Serina says that given the market has a set of goals that the competition does not, the projects don’t aim to provide solutions to the market but provide to the people. “It’s important to make the distinction because the competition generates ideas that would never come to exist if they were market driven.” It is because of this that the market can look to CLUE for inspiration all while gaining a better understanding of future realities and opportunities.
“We exist because young people should have a place to express themselves regarding the future of communities and the role lighting has in this,” explains Serina. “New generations of designers are better equipped to do this than we give them credit for – they should be supported in their development process.” CLUE gives these young designers agency; their mission is to create opportunities for future thinking and designing. The competition is about creating a space for young people to imagine how the world could be different, and what role lighting can play in creating those possible realities.
The mission for CLUE is to create a stage for ideas; within their means, they will build a bridge between young designers and the forces that can make those ideas become a project. The next stage is for governments and companies to support the work that comes from this. If governments, companies or other groups are interested in implementing the ideas in the market, this is a bonus for CLUE. Collective Polyphony by Andras Dankhazi, is one project that has been in discussion for implementation. Serina says that more and more local governments and groups are showing interest in implementing not just the winning projects, but the honorary mentions too. “This is interesting because it makes new precedents and new interesting relationships between young designers, companies, and local decision makers for how lighting design projects can come to be.”

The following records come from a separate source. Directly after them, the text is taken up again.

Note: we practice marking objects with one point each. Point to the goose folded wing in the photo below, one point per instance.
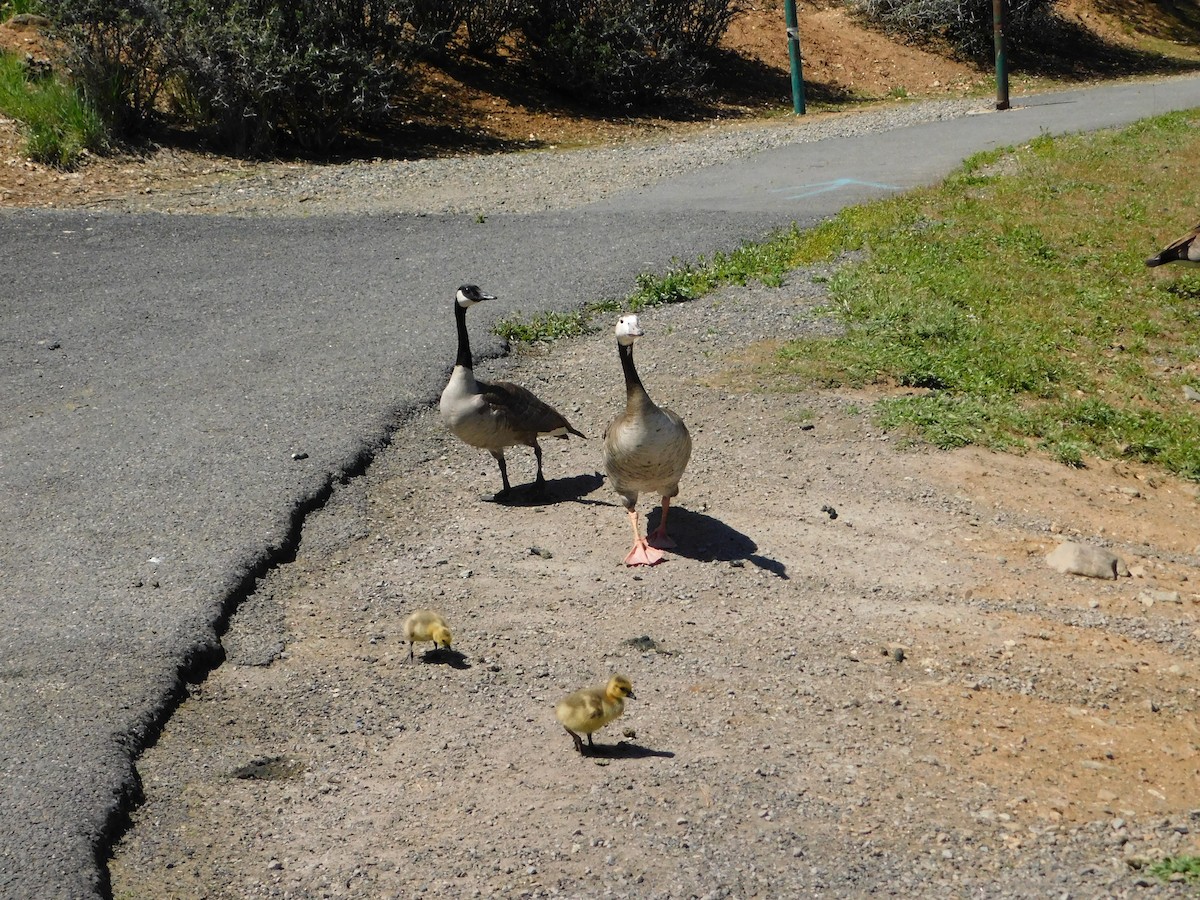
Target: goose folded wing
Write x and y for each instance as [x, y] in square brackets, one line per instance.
[520, 409]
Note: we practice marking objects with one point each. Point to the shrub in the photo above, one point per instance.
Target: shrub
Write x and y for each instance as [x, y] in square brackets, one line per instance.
[249, 73]
[965, 25]
[115, 55]
[624, 51]
[490, 21]
[251, 70]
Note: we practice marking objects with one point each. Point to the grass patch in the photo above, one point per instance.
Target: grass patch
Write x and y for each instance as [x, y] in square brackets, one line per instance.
[1013, 299]
[58, 123]
[1187, 867]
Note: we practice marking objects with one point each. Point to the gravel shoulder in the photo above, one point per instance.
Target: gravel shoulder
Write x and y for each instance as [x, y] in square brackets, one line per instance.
[856, 675]
[533, 181]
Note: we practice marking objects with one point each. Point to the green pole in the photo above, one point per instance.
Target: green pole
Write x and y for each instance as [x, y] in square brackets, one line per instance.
[793, 54]
[997, 29]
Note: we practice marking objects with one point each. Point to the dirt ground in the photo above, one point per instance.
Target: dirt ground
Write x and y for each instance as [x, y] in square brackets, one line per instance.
[856, 675]
[841, 60]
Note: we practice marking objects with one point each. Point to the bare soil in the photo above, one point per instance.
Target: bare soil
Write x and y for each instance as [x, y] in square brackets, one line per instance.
[857, 673]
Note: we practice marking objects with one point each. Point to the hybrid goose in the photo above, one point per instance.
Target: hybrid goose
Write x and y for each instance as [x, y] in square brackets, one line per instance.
[646, 449]
[1186, 250]
[592, 708]
[495, 417]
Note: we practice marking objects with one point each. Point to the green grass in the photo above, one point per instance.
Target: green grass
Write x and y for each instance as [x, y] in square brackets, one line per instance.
[1014, 303]
[1187, 867]
[767, 262]
[59, 125]
[16, 7]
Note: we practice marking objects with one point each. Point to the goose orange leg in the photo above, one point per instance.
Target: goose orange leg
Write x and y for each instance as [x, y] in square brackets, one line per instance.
[642, 552]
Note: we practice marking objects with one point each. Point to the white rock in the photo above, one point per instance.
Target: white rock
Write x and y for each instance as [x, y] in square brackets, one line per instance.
[1084, 559]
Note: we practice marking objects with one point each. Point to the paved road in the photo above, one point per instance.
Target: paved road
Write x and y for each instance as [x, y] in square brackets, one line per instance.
[159, 373]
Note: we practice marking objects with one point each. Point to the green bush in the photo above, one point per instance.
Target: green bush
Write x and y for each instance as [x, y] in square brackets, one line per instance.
[965, 25]
[624, 52]
[255, 75]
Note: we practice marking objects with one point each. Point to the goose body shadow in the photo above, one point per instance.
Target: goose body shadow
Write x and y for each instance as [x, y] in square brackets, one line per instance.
[551, 491]
[625, 750]
[444, 657]
[709, 540]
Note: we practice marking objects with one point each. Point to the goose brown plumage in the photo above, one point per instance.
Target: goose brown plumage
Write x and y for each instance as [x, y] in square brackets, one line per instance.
[646, 449]
[1186, 250]
[498, 414]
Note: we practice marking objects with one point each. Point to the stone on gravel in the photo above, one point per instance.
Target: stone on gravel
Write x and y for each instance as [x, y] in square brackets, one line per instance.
[1073, 558]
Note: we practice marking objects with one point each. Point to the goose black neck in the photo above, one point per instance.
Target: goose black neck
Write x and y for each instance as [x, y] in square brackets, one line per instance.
[460, 316]
[633, 383]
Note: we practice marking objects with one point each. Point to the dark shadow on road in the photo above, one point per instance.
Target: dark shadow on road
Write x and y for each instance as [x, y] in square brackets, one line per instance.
[624, 750]
[556, 490]
[709, 540]
[442, 657]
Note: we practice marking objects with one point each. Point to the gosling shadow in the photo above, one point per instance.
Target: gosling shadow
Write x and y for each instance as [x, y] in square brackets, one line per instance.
[624, 750]
[553, 490]
[443, 657]
[709, 540]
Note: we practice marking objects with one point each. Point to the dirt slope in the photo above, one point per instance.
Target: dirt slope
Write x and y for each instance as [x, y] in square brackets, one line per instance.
[843, 61]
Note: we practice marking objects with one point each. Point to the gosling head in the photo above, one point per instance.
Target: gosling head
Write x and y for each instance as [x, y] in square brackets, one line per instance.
[628, 329]
[441, 635]
[619, 688]
[469, 294]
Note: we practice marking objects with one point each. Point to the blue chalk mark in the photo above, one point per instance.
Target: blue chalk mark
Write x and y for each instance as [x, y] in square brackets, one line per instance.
[802, 191]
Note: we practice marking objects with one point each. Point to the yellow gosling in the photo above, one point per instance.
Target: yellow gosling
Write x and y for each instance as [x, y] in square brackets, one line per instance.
[592, 708]
[426, 625]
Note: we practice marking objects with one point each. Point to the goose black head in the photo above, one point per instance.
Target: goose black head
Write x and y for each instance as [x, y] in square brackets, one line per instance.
[469, 294]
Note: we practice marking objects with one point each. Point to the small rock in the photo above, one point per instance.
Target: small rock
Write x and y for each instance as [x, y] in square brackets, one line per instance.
[1159, 597]
[1072, 558]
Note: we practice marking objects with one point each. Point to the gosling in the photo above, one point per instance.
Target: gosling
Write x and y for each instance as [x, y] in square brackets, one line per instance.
[426, 625]
[592, 708]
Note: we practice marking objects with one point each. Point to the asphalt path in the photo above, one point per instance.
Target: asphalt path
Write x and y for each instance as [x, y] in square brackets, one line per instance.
[177, 393]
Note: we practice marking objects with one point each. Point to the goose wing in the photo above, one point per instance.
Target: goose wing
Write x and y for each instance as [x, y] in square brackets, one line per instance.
[1186, 249]
[520, 409]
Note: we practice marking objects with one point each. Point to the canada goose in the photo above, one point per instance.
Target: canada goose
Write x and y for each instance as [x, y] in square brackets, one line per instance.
[493, 417]
[1186, 250]
[592, 708]
[426, 625]
[646, 448]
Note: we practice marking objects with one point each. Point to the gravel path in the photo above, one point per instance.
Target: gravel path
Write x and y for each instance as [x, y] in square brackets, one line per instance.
[528, 181]
[856, 676]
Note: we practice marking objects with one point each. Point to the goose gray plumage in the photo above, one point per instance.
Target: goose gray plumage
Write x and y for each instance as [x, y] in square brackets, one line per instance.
[495, 415]
[646, 449]
[1186, 250]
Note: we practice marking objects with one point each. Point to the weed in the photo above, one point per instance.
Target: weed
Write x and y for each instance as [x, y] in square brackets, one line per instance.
[1187, 867]
[59, 124]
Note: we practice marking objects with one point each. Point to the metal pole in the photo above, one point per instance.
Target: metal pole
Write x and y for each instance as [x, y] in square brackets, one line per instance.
[793, 54]
[997, 28]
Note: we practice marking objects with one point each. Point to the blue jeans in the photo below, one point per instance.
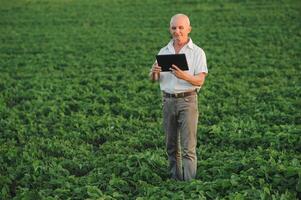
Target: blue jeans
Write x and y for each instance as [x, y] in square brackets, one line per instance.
[180, 118]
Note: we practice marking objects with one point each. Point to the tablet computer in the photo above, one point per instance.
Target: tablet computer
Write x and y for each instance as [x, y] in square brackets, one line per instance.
[165, 61]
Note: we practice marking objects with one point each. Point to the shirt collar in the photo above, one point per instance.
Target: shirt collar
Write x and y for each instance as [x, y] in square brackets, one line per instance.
[171, 48]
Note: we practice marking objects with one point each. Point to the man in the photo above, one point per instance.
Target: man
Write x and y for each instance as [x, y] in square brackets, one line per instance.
[180, 106]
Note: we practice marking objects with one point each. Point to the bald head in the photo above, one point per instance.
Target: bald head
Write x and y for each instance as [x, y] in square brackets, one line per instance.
[181, 17]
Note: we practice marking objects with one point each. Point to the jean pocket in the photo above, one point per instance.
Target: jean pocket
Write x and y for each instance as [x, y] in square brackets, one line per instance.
[190, 99]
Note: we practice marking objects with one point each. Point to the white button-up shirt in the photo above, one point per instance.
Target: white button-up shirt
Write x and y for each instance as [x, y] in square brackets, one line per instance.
[196, 60]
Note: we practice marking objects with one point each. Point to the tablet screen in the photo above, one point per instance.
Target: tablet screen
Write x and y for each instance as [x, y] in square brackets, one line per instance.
[165, 61]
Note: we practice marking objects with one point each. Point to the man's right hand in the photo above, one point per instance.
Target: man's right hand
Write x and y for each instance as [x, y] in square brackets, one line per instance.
[155, 72]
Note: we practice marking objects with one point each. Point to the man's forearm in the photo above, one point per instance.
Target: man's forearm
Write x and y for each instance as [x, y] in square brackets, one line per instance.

The most interesting insight for Serina is how lighting solutions are being used in tandem with other tools. “Participants are particularly good at linking things that we are not used to seeing connected because they don’t have a priori that people in the industry have,” she explains. Serina states that contestants draw parallels between things and design in ways we don’t often see in commercial projects. “This is quite interesting when you are more confined by the market.”
Furthermore, the CLUE competition evokes various sustainable solutions for the market. For Serina, the most interesting aspect is when projects provide ways to live sustainably without going down the traditional paths of eco-sustainability. “To me, the DMZ project was sustainable in the sense that it spoke to a highly unsustainable political reality.” The concept showcased that young designers are proving sustainability is not simply confined to what is just green and eco-friendly, but also peace-friendly too.

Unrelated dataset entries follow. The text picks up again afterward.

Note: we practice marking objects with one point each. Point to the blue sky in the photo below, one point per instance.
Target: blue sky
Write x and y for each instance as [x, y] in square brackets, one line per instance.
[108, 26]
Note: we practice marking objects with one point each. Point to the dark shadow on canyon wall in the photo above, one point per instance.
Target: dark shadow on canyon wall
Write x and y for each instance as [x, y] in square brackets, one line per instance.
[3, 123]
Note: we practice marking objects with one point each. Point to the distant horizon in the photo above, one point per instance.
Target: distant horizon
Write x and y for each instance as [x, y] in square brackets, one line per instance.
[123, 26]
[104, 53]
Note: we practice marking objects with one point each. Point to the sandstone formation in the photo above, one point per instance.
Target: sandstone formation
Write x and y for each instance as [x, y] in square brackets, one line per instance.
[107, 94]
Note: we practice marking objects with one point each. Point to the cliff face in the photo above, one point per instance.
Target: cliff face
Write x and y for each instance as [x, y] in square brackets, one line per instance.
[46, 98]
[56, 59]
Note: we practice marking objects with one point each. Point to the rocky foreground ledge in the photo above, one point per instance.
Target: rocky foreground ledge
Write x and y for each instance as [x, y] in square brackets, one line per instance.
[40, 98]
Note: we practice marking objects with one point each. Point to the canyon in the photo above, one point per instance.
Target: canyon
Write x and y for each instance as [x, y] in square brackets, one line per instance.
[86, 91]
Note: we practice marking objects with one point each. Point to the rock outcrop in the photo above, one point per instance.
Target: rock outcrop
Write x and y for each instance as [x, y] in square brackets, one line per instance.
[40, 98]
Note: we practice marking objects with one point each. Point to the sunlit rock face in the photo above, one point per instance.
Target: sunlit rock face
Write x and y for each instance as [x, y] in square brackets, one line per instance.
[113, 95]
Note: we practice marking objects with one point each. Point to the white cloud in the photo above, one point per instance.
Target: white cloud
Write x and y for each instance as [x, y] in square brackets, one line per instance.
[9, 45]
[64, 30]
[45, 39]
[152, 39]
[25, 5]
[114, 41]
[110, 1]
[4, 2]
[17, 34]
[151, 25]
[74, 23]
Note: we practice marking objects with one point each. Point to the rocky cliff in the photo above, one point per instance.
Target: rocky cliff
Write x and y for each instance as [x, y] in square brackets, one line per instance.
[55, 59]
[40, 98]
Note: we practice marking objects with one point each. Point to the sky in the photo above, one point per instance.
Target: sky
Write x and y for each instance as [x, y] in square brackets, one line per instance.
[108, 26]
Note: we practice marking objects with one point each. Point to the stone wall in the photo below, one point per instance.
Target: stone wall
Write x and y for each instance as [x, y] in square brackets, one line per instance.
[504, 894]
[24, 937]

Serina finds projects (such as the mentioned DMZ: N38, Collective Polyphony and SOL) entirely transformative and is particularly excited by the designs she hasn’t seen and what these concepts will address in the next chapter. “I look forward to seeing the many ways in which they will innovate and change the world,” she concludes.
The CLUE association will continue to position itself inside the broader community of the lighting professionals and pursue the route of being an internationally recognised leader in the design community.